The World Affairs Council of Atlanta’s Founders Day celebration Aug. 19 featured a speech by its new chairman, David Abney, the chief operating officer of United Parcel Services Inc., who was counseled not to use visual aids and to deliver substance.

Declining to comply completely, Mr. Abney invited the founders of Alpharetta-based Cellairis Franchise Inc. to join him at UPS headquarters in Sandy Springs as his visual aids for his tribute to the global economy. Cellairis is the world’s largest franchiser of wireless accessories including phone cases, screen protectors and arm bands.

The firm’s three founders – Taki Skouras and the twins Jaime and Joseph Brown  — entered into business when they were undergraduates at the University of Florida, starting with a nightclub promotions firm. They launched Cellairis in a friends’ garage and started selling at the Perimeter Mall.

Thirteen years later, they now sell their products throughout the Americas and Europe.

“Cellairis develops products in Georgia…manufactures them in Asia…imports them back to our state by air freight…warehouses them in its distribution center in Alpharetta…and then ships them by ground and air to franchisees,” Mr. Abney said while introducing the entrepreneurs and acknowledging that all of the back-and-forth was good for UPS business.

But even such a rapidly growing firm with highly desirable products in global markets faces problems, he added.  “Cellairis – like so many other companies – faces obstacles to global trade and, therefore, its growth,” he told the 200 council members attending the evening reception.

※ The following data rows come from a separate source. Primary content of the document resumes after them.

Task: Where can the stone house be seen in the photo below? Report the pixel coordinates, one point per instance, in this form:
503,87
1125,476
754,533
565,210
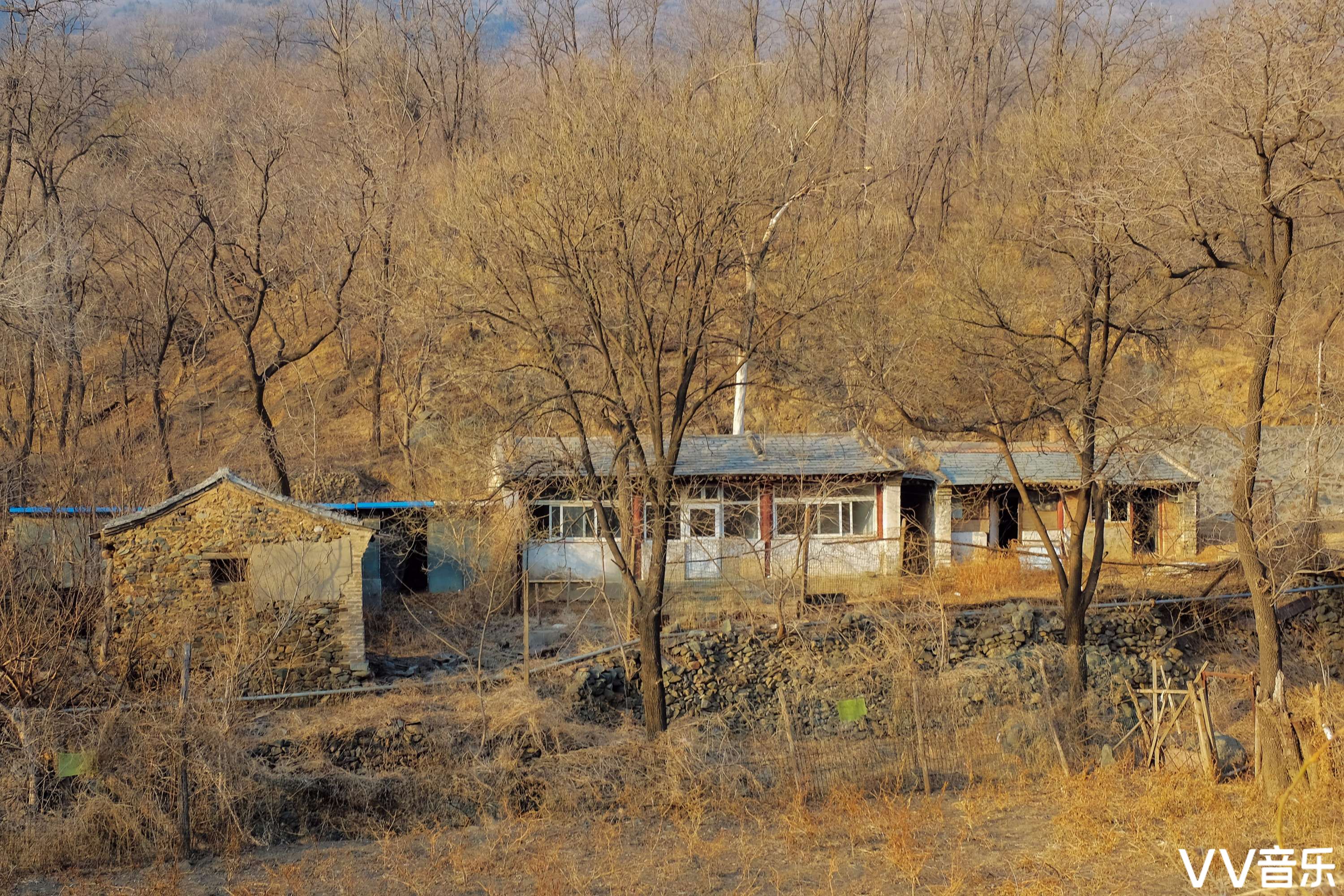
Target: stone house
257,582
1152,504
760,519
1300,485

Aware that he was “preaching to the choir” of the World Affairs Council that in only its fourth year has grown to include more than 1,000 members, Mr. Abney went on to dissect the impediments to free trade including tariffs, custom fees and the tariff codes, customs regulations and documentation requirements “that add time and confusion to the process.”

He also underscored his concerns about the impact of these impediments on trade generally.

“The notion that one nation’s success at exporting is another’s failure is no longer true,” he said, defending the importance of imports as well as exports to the health of a country’s economy.

Additionally, he said, that trade often, if not always, helps generate peace among trading partners and alleviates poverty. Having grown up in the Mississippi Delta where he began his career at UPS as a delivery truck driver, he said that he returns home and holds a town meeting every year where he defends his vision of free trade as a means of reducing poverty.

“Lifting the trade barriers that prevent a peasant artist or craftsman in India, China, or Mexico from selling their wares around the world is the best move we can make to end global poverty in our lifetime,” he said.

The company also is active in humanitarian efforts, he said, whenever disaster strikes, not only on behalf of its 400,000 employees posted around the world, but the communities in which they work as well.

And he voiced his support for the Trans-Atlanta Trade and Investment Partnership that is to be negotiated between the European Union and the U.S. and the Trans-Pacific Partnership being negotiated among the U.S., Australia, Brunei, Canada, Chile, Malaysia, Mexico, New Zealand, Peru, Singapore, Vietnam and Japan.

Without going into great detail in response to a question he encouraged companies to abandon security regulations affecting low-risk goods while concentrating on higher risk merchandise by relying on new technologies that can differentiate between the two.